USA newspapers circulationCirculation declines at the nation’s newspapers are speeding up.

The Audit Bureau of Circulations said Monday that average daily circulation declined 7.1 percent in the October-March period from the same six-month span in 2007-2008. The latest figure represents data from 395 daily U.S. newspapers that reported in both the current and year-ago periods.

The most recent drop was faster than the 4.6 percent fall recorded in the April-September period of 2008, and the 3.6 percent fall recorded in the October 2007-March 2008 span.

USA Today remains the No. 1 newspaper, though it suffered the steepest circulation drop in the publication’s history. It sank 7.5 percent to 2,113,725 after several periods with little change.
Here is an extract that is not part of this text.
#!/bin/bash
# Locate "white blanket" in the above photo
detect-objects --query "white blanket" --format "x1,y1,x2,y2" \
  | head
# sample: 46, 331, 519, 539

The Gannett Co.-owned newspaper attributes the falloff mostly to a drop in hotel occupancy that stemmed from the economic decline and a December price increase for copies sold at newsstands.

The Wall Street Journal, the second-largest newspaper, was the only one in the top 25 to raise its daily circulation. It increased less than 1 percent to 2,082,189. The New York Times’ daily circulation fell 3.6 percent to 1,039,031, while the Los Angeles Times saw a drop of 6.6 percent to 723,181.

Other newspapers in the top 25 had daily circulation declines ranging from less than one-tenth of 1 percent at the Chicago Sun-Times to a drop of 20.6 percent at the New York Post.

Sunday circulation fell 5.4 percent in the latest period. This is based on data from 557 U.S. newspapers that reported in both the current and year-ago periods.

The New York Times continues to be the top newspaper on Sunday — when USA Today and The Wall Street Journal do not publish — though circulation dropped 1.7 percent to 1,451,233. The Los Angeles Times remains second, with a decline of 7.5 percent to 1,019,388.

Two newspapers in the top 25 posted Sunday increases, but both gains were less than 1 percent. Sunday circulation rose to 516,562 at The Arizona Republic and hit 415,815 at the St. Louis Post-Dispatch.

Newspaper sales have been declining since the early 1990s, but the drop has accelerated in recent years. Circulation revenue has largely held up, though, because of price increases. The publications have been hurt more by drops in advertising sales, which represent the bulk of revenue at most newspapers.